A 2022 discussion of Jiang Ziya's popular image describes Investiture of the Gods as tending to satirize Ma Shi, particularly in its portrayal of her dissatisfaction with Jiang's poverty and her later regret after his rise.

== Later folk tradition ==
In Chinese folk religion, the Broom Star (扫帚星) is associated with bad luck and poverty. The broom also has protective uses in some folk traditions. It is sometimes called the "Ten Thousand Root Evil-Warding Stick" (万根辟邪棒) and placed on windows or lintels to ward off evil spirits. Generally, being called a "Broom Star" is one of the most severe folk insults regarding a person's luck. The paper figure Saoqing Niang (扫晴娘) is also depicted holding a broom. In folk custom, it is hung under the eaves or on trees to pray for fine weather.

According to one account, Jiang Ziya told Ma Shi that she could not go wherever there was good fortune (福). The story was later associated with the custom of displaying the character 福 on household doors by people seeking to avoid poverty.

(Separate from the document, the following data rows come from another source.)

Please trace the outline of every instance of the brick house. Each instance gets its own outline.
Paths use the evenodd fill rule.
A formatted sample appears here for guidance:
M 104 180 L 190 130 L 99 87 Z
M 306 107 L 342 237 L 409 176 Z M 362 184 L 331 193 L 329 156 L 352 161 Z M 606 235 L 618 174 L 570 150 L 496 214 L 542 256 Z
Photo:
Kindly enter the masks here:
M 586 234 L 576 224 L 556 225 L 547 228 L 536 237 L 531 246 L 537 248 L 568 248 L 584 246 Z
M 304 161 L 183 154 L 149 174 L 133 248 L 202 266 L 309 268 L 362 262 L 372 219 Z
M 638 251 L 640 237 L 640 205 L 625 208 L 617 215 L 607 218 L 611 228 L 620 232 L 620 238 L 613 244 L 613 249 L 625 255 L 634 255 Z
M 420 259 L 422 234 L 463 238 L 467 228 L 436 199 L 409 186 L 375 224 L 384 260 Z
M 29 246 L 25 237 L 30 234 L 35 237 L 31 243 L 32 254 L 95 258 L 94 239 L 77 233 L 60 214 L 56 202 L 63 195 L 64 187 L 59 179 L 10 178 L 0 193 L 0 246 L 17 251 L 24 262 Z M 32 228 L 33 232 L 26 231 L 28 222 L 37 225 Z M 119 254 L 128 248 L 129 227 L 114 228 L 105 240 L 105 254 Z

Another tradition associates Ma Shi with the Chinese idiom 覆水难收 (fùshuǐ nánshōu, "spilled water cannot be retrieved"). In this version, Ma Shi returns after Jiang Ziya has risen to power and asks to resume their marriage. Jiang Ziya has water poured onto the ground and tells her that he will accept her again only if she can gather the water back. She is unable to do so, and he rejects her request.

The spilled-water story is also associated with the Han-dynasty official Zhu Maichen and his wife in other versions of the tradition. A study of the story notes that the Jiang Ziya version was already recorded in the Song dynasty and closely resembles the Zhu Maichen story.